We are still able to request investigations as a result of these consultations. Imaging is triaged, based on urgency. Urgent imaging is undertaken as planned but more routine imaging is postponed. Similarly, we are still doing two-week wait flexible cystoscopies and check cystoscopies for high grade bladder cancers. Low grade bladder cancer cystoscopies are still occurring but are being postponed. We have also managed to maintain a lithotripsy service for our stone patients. Urgent theatre cases, such as stones that have stents in situ and cancer cases, are also still being undertaken. We have had to adapt how we communicate with one another. Programmes such as Microsoft Teams and StarLeaf are now used for communication between staff in order to continue MDT discussions and weekly meetings with management whilst maintaining social distancing.
Impact on training
The pandemic has not only had an impact on my clinical practice, but it has also had an impact on my application to Urology National Selection. Last year I was unsuccessful with my feedback scores highlighting a poor portfolio score as an area requiring improvement. I spent the following year gaining extra portfolio points and by the time of application I believed I had an average scoring portfolio which I was hoping would be enhanced by a similar if not better interview performance in view of my year of extra experience working at the level of a registrar. However, 10 days prior to my interview, I was informed that these had been cancelled. Initially, there was hope that the interview may take place in some sort of Skype format but unfortunately Health Education England decided to assess candidates purely on their self-assessment portfolio scores. I again was appointable but not appointed. Whilst frustrating, I can see the value of the extra experience I am gaining through my role as a trust grade registrar. Equally frustrating is the effect that coronavirus is having on my ability to improve my portfolio score. I have continued to work on my portfolio and submitted abstracts to conferences.

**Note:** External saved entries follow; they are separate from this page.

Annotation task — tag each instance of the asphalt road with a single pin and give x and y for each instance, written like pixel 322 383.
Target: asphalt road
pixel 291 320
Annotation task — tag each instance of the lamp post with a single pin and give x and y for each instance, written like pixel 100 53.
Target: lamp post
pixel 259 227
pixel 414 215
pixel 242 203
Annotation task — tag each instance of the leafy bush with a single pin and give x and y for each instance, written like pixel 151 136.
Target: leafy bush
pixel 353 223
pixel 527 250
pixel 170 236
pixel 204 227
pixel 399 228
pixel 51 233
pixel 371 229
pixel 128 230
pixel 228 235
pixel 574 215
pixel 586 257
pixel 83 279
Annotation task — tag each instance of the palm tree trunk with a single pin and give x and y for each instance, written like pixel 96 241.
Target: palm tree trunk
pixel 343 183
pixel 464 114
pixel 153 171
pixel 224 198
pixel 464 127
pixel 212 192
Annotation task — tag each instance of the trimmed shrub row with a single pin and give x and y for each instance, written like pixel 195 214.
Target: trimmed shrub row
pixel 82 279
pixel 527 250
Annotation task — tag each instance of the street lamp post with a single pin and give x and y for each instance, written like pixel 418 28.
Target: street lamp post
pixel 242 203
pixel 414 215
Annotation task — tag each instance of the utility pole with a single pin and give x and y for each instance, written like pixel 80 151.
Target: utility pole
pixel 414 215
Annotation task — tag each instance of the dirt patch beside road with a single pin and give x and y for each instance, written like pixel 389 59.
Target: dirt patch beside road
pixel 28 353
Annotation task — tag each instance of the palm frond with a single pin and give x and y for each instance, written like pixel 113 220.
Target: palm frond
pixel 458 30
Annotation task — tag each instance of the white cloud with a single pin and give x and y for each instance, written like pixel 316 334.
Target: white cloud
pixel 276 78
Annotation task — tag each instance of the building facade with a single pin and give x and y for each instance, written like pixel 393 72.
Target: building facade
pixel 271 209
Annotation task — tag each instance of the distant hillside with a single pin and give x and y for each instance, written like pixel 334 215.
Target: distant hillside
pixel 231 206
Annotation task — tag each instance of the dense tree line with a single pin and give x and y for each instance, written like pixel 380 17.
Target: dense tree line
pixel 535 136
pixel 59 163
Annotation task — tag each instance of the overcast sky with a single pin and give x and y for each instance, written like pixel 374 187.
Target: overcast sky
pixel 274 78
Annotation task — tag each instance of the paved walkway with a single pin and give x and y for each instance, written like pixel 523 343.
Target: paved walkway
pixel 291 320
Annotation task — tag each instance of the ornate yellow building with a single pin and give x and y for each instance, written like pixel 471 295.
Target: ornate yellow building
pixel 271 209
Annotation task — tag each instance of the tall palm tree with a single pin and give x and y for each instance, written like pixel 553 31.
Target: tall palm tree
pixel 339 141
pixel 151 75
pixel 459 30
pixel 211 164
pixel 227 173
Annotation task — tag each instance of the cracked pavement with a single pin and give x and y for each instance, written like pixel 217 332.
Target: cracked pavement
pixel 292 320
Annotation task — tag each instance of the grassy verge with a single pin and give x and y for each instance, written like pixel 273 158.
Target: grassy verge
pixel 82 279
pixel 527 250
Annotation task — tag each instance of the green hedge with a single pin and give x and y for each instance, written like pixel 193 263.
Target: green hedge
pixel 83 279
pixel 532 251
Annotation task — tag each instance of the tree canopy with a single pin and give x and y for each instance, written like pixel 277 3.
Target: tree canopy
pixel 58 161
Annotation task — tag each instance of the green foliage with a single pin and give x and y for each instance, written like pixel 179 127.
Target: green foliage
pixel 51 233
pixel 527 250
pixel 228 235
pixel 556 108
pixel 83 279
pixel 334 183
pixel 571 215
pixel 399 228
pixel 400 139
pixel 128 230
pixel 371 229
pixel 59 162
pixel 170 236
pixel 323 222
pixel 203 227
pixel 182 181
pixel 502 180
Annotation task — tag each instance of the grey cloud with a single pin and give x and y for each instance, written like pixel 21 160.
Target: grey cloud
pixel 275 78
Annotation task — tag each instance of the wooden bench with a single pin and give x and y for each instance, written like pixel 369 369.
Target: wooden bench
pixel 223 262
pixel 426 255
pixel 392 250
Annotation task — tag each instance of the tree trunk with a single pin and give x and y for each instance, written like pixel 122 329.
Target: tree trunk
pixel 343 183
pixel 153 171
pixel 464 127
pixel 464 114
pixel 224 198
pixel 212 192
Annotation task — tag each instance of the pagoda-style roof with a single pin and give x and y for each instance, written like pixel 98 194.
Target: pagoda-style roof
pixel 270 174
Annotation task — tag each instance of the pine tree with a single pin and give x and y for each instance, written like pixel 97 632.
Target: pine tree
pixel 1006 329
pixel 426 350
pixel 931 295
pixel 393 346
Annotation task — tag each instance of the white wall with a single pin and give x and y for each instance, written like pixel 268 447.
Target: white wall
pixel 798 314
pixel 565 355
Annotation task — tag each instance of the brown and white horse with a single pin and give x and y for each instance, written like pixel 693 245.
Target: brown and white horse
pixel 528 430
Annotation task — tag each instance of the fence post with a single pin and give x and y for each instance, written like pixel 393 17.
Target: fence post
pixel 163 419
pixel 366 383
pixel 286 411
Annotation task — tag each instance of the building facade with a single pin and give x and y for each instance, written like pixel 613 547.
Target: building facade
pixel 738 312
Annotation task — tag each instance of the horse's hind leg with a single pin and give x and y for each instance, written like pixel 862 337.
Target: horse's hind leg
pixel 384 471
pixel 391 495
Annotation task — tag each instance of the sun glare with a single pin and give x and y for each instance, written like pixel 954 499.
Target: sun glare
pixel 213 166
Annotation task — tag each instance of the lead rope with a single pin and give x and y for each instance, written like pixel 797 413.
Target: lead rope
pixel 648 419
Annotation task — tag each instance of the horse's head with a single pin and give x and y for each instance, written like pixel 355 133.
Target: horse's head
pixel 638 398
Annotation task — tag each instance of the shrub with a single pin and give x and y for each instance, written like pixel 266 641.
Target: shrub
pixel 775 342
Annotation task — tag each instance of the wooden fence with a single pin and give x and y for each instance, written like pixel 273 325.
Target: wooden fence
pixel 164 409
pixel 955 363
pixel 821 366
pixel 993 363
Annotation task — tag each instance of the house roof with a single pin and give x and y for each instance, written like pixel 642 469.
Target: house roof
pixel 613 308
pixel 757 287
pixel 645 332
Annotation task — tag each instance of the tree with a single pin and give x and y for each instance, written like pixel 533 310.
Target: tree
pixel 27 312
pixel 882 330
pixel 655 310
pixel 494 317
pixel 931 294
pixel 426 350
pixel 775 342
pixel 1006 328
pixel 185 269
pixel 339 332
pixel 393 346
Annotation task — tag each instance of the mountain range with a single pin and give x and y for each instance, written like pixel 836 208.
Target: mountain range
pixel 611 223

I have been lucky to have been accepted for two oral presentations but unlucky in that these conferences have been cancelled as a result of coronavirus. They will therefore not count as ‘delivered’ oral presentations as specified in this year’s portfolio mark scheme. However, I wonder if 2021’s portfolio scheme will take into account these exceptional circumstances. Regardless I will keep striving for those extra portfolio points and hope that I am not only appointable, but one day I will be appointed.